The reader, who turns out to be both a writer and a teacher, puts aside her book and quickly develops a friendship with the little girl. Before the young woman alights at her stop, she assures a delighted Banafsheh that she will call and visit the coming Friday. Alas, the young woman breaks her promise, and even the return of Banafsheh’s father who comes home bearing storybooks to share aloud, cannot cheer the disappointed little girl.
While Banafsheh waits, the young woman presents her story-in-progress about her night train reveries to her fifth-graders, asking for their opinions and predictions for what might happen next in her developing narrative. “‘Don’t be afraid to say whatever is on your minds,'” she tells her students. The more she discusses the possible outcome, the more she realizes she needs to see the little girl …
Into a simple story about childhood disappointment and saving redemption, Ahmad Akbarpour, winner of the Iranian National Book Award, weaves a layered treatise on the nature of storytelling when so-called reality and the writer’s imagination overlap, merge, and diverge. The young woman encourages her students to dramatically enhance the story-thus-far by inventing surprising twists and turns. And yet the young woman is absolutely startled when she receives a heartfelt letter from one of her book’s readers who feels she’s been misrepresented by one of the young woman’s characters.

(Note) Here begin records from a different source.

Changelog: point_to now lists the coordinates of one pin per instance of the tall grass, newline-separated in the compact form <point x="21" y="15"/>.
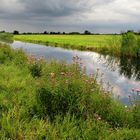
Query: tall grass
<point x="130" y="45"/>
<point x="40" y="100"/>
<point x="6" y="37"/>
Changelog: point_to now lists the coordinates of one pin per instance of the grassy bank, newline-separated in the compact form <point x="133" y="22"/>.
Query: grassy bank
<point x="6" y="37"/>
<point x="57" y="101"/>
<point x="106" y="44"/>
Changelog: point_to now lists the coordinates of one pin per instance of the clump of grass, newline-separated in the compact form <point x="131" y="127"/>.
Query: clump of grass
<point x="58" y="101"/>
<point x="130" y="45"/>
<point x="6" y="37"/>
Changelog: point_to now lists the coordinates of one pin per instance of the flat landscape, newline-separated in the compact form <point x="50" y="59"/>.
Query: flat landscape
<point x="69" y="70"/>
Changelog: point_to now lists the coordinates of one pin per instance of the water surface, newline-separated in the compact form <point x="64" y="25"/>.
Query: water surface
<point x="122" y="73"/>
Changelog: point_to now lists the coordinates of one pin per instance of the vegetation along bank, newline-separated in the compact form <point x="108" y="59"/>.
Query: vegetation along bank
<point x="58" y="101"/>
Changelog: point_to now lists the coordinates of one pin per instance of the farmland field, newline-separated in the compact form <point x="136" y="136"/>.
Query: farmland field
<point x="99" y="43"/>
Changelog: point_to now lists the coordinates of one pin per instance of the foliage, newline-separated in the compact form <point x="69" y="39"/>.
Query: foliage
<point x="59" y="101"/>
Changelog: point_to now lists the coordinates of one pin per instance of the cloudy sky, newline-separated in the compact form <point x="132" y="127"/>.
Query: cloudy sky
<point x="103" y="16"/>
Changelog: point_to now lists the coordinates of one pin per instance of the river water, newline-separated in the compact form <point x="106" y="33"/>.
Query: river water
<point x="122" y="74"/>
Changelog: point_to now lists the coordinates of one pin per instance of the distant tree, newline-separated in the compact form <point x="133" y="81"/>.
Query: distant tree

Meanwhile, Banafsheh can only look upon the young woman’s scribbled sheets which hold her work-in-progress with wariness and distrust. Akbarpour then adds yet another meta-layer with his closing “Author’s Note” which details his own experience teaching a “Story Writing for Children class in the summer of 1997” – not unlike the young woman’s class – during which a blue-eyed second-grader named Banafsheh insists she doesn’t “… even like the Banafsheh in the story.'”
Reading and writing both become their own characters in Akbarpour’s sly prose, as he blends and blurs what might be real-life characters with their unreliable narrators to create quite the literary adventure. Younger audiences will have one sort of experience, we oldsters will certainly have another. Shouldn’t even the simplest stories always be so exciting?
Readers: Middle Grade, Young Adult
Published: 2012 (United States)
No, I haven’t heard of this author. Very interesting.
I went to his website (which I think is written in Farsi), and at the top right is a picture of his KOREAN-language version of his children’s book, Good Night, Commander (which also looks fascinating)! What serendipity! Funny enough, that book cover is about the only thing I can read on that page, alas!
Anyway, he sounds like he’s found considerable success in his native Iran … will be interesting to track how this slim little novel does in the West. It just came out last week … so we’ll have to wait and see.